Friday, April 01, 2005

Killing the Goose
Last year I described the internal struggles over Bolivia's natural gas resources as an example of the need for a comprehensive approach to sustainable development. Now it appears that the Bolivian Senate sees it as a chance for larceny bordering on expropriation, as reported by the Financial Times (subscription required.) Raising the combined royalty and wellhead tax on Bolivia's natural gas to 50% will leave the companies that risked their capital and expertise to develop this resource with little chance of earning a return.

While I don't know the detailed project economics in question, it's important to understand the difference between producing gas in Bolivia compared to producing it in Oklahoma. Lacking much domestic industry, most of the gas must be piped to neighboring countries to reach a market. A little knowledge of South American geography suggests the challenges this entails; the pipelines to the closest markets for Bolivian gas are long, expensive and costly to operate. By the time you back the pipeline charges out of the delivered price of the gas, which is probably about $2.00/thousand cubic feet (MCF), the wellhead value of the gas could be under $1.00, leaving less than $.50/MCF to cover production costs.

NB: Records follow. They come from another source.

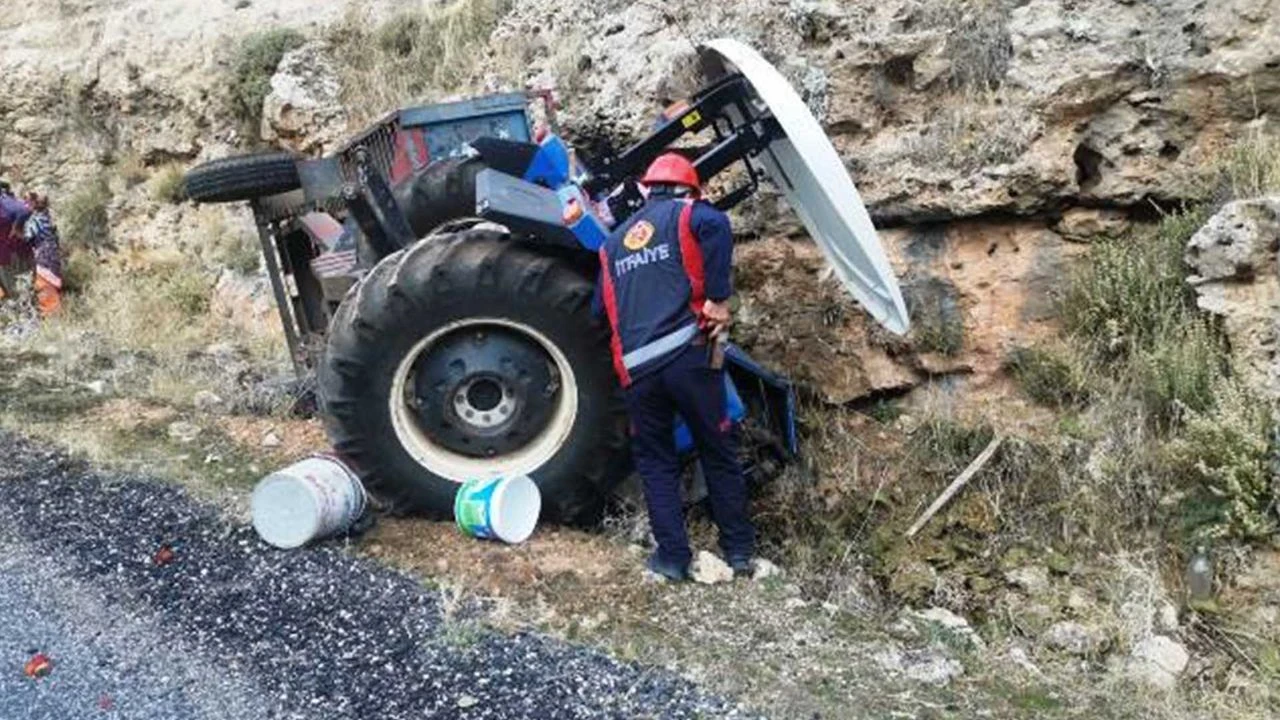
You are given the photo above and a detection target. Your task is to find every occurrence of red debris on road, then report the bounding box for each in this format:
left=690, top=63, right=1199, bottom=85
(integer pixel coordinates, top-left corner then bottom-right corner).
left=153, top=545, right=176, bottom=566
left=23, top=652, right=53, bottom=679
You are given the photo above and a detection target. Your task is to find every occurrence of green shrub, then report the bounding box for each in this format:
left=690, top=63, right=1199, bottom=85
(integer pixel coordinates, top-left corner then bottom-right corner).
left=149, top=163, right=187, bottom=204
left=1131, top=317, right=1223, bottom=425
left=227, top=28, right=306, bottom=137
left=162, top=267, right=213, bottom=317
left=1170, top=381, right=1278, bottom=541
left=1007, top=344, right=1092, bottom=409
left=59, top=175, right=113, bottom=251
left=1062, top=208, right=1207, bottom=359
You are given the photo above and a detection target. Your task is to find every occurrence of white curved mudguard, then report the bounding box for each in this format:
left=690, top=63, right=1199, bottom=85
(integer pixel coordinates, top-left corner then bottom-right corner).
left=703, top=39, right=910, bottom=335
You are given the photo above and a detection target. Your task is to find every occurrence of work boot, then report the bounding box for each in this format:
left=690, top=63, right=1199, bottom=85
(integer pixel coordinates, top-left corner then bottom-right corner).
left=647, top=554, right=691, bottom=582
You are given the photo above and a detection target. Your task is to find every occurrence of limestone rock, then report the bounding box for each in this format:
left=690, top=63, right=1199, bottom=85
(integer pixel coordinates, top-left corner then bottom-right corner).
left=752, top=558, right=783, bottom=581
left=1042, top=621, right=1106, bottom=656
left=691, top=551, right=734, bottom=585
left=874, top=645, right=965, bottom=686
left=1186, top=198, right=1280, bottom=399
left=1126, top=635, right=1190, bottom=690
left=904, top=607, right=987, bottom=652
left=167, top=421, right=202, bottom=444
left=261, top=42, right=350, bottom=155
left=1054, top=207, right=1131, bottom=241
left=193, top=390, right=224, bottom=413
left=1005, top=565, right=1052, bottom=597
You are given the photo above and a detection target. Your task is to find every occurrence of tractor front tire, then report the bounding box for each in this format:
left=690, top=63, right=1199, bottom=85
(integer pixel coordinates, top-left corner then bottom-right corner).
left=184, top=153, right=301, bottom=203
left=318, top=230, right=628, bottom=525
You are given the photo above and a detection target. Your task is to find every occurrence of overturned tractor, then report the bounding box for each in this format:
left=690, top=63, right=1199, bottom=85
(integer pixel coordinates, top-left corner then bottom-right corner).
left=184, top=40, right=908, bottom=524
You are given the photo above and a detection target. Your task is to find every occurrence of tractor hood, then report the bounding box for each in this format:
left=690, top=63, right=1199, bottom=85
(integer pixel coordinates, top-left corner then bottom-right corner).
left=701, top=39, right=910, bottom=336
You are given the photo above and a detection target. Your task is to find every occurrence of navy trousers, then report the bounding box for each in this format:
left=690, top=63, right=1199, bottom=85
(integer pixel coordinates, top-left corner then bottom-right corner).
left=624, top=345, right=755, bottom=569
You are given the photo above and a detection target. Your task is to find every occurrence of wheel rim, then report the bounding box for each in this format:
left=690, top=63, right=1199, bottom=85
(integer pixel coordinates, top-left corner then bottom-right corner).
left=389, top=318, right=579, bottom=482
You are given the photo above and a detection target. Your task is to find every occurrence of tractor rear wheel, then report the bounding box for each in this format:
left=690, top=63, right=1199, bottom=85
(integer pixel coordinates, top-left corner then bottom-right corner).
left=318, top=230, right=629, bottom=525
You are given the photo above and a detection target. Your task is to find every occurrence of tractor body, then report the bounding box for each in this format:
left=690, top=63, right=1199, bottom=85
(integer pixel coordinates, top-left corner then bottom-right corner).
left=187, top=64, right=806, bottom=523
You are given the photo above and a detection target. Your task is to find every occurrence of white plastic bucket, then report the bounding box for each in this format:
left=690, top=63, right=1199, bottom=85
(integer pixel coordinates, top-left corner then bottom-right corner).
left=453, top=475, right=542, bottom=544
left=251, top=454, right=368, bottom=549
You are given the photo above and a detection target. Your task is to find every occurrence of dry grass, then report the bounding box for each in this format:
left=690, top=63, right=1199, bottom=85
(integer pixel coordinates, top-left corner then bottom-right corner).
left=148, top=162, right=187, bottom=204
left=327, top=0, right=514, bottom=125
left=901, top=97, right=1037, bottom=172
left=917, top=0, right=1015, bottom=92
left=58, top=174, right=113, bottom=251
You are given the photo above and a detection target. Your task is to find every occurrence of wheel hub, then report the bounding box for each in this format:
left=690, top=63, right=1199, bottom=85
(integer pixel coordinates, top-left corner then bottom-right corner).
left=410, top=326, right=558, bottom=458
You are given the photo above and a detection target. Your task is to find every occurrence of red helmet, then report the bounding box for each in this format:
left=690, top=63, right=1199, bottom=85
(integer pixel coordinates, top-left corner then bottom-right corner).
left=641, top=153, right=701, bottom=193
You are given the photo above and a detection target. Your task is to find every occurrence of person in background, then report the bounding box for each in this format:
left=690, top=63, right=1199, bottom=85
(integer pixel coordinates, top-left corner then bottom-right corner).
left=22, top=193, right=62, bottom=317
left=0, top=182, right=31, bottom=302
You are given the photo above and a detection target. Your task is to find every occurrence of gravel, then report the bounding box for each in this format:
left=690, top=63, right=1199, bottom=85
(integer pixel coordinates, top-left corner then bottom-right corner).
left=0, top=431, right=749, bottom=719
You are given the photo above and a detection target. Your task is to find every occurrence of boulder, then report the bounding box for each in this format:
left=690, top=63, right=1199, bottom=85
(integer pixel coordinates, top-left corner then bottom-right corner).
left=1126, top=635, right=1190, bottom=690
left=260, top=42, right=349, bottom=156
left=1186, top=198, right=1280, bottom=399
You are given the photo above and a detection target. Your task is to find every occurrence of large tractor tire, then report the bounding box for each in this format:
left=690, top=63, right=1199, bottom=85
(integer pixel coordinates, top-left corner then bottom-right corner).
left=184, top=153, right=301, bottom=203
left=318, top=230, right=629, bottom=525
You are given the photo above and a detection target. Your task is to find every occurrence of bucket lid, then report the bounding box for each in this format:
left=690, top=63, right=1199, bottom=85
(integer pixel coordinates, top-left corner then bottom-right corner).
left=251, top=475, right=322, bottom=549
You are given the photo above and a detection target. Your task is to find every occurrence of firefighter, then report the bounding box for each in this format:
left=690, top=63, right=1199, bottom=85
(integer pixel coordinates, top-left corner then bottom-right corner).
left=595, top=153, right=755, bottom=581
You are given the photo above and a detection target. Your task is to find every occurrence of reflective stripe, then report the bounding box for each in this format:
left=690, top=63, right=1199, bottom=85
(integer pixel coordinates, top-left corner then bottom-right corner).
left=623, top=324, right=698, bottom=370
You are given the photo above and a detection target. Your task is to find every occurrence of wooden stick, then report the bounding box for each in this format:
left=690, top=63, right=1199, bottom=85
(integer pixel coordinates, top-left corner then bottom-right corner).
left=905, top=435, right=1005, bottom=539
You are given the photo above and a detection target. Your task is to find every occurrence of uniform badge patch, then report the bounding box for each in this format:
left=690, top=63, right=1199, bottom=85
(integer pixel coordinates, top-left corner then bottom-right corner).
left=623, top=221, right=656, bottom=251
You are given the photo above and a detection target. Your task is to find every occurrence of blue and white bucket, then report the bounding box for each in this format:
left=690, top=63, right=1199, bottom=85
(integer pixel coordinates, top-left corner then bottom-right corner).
left=454, top=475, right=541, bottom=544
left=251, top=454, right=368, bottom=549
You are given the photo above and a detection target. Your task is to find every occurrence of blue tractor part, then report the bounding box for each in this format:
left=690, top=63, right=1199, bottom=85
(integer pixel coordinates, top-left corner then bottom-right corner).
left=184, top=77, right=799, bottom=524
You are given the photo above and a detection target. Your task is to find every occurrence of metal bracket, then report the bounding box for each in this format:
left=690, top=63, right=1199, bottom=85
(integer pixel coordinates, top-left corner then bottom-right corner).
left=342, top=148, right=416, bottom=256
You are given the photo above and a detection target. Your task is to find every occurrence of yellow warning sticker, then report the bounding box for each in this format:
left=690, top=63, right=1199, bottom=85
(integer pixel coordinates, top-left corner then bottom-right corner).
left=681, top=110, right=703, bottom=129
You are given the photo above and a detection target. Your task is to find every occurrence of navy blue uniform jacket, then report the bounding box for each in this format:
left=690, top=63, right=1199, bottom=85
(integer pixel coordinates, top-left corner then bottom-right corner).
left=595, top=193, right=734, bottom=386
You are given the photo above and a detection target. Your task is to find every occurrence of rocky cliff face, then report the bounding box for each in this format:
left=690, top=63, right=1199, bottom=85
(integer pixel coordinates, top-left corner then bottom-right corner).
left=2, top=0, right=1278, bottom=403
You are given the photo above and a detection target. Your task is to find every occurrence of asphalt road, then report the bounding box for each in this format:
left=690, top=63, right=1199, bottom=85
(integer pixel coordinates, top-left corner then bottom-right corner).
left=0, top=431, right=746, bottom=719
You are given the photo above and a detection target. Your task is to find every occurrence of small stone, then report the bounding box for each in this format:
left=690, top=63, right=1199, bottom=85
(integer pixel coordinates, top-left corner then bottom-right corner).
left=456, top=694, right=478, bottom=709
left=1005, top=646, right=1043, bottom=676
left=1005, top=565, right=1051, bottom=596
left=203, top=453, right=222, bottom=465
left=752, top=558, right=783, bottom=581
left=167, top=421, right=201, bottom=444
left=1065, top=587, right=1092, bottom=613
left=1127, top=635, right=1189, bottom=690
left=905, top=607, right=987, bottom=651
left=783, top=597, right=808, bottom=611
left=84, top=380, right=106, bottom=395
left=1042, top=621, right=1105, bottom=656
left=193, top=390, right=224, bottom=412
left=1155, top=601, right=1179, bottom=632
left=691, top=551, right=733, bottom=585
left=820, top=602, right=839, bottom=615
left=261, top=431, right=283, bottom=449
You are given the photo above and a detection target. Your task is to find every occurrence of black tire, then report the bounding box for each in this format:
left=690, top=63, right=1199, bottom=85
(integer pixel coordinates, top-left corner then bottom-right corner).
left=184, top=153, right=301, bottom=203
left=395, top=157, right=486, bottom=238
left=318, top=230, right=629, bottom=525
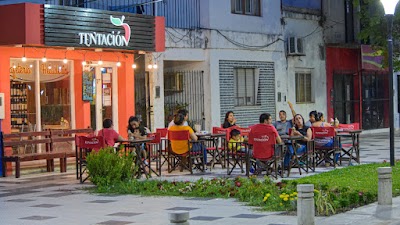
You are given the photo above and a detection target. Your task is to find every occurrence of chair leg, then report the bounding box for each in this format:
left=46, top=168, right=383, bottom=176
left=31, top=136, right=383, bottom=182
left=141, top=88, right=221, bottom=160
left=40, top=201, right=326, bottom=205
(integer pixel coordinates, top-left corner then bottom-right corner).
left=15, top=159, right=20, bottom=178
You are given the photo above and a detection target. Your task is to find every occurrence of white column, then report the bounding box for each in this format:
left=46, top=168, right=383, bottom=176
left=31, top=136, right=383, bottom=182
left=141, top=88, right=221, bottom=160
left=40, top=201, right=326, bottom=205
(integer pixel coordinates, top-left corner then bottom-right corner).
left=378, top=167, right=392, bottom=205
left=297, top=184, right=315, bottom=225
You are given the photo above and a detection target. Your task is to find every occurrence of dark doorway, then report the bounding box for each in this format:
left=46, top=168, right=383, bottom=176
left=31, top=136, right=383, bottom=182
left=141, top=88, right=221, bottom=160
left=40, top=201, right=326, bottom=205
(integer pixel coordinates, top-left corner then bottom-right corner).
left=333, top=73, right=360, bottom=124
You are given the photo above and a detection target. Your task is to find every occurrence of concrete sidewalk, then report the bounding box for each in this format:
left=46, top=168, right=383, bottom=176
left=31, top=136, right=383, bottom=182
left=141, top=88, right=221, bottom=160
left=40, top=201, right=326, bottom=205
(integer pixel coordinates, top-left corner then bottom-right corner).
left=0, top=172, right=400, bottom=225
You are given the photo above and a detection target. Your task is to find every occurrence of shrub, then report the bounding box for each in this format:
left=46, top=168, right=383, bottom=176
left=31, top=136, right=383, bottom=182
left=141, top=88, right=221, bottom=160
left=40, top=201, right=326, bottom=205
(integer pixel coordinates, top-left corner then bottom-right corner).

Finding and producing gas in a remote, landlocked country with minimal local infrastructure isn't going to be very profitable at $.50/MCF. (US gas producers are currently netting $4 or $5 at the wellhead.) Even if you are a avowed socialist leading street protests against the evil capitalist exploiters of your country's patrimony, it ought to be self-evident that running off the only folks who can produce this resource is tantamount to killing the golden goose. If the protesters focused more on how to make the best use of reasonable royalties and less on grinding the foreign investors into the dust, they would stand a better chance of actually having a future royalty stream to divvy up.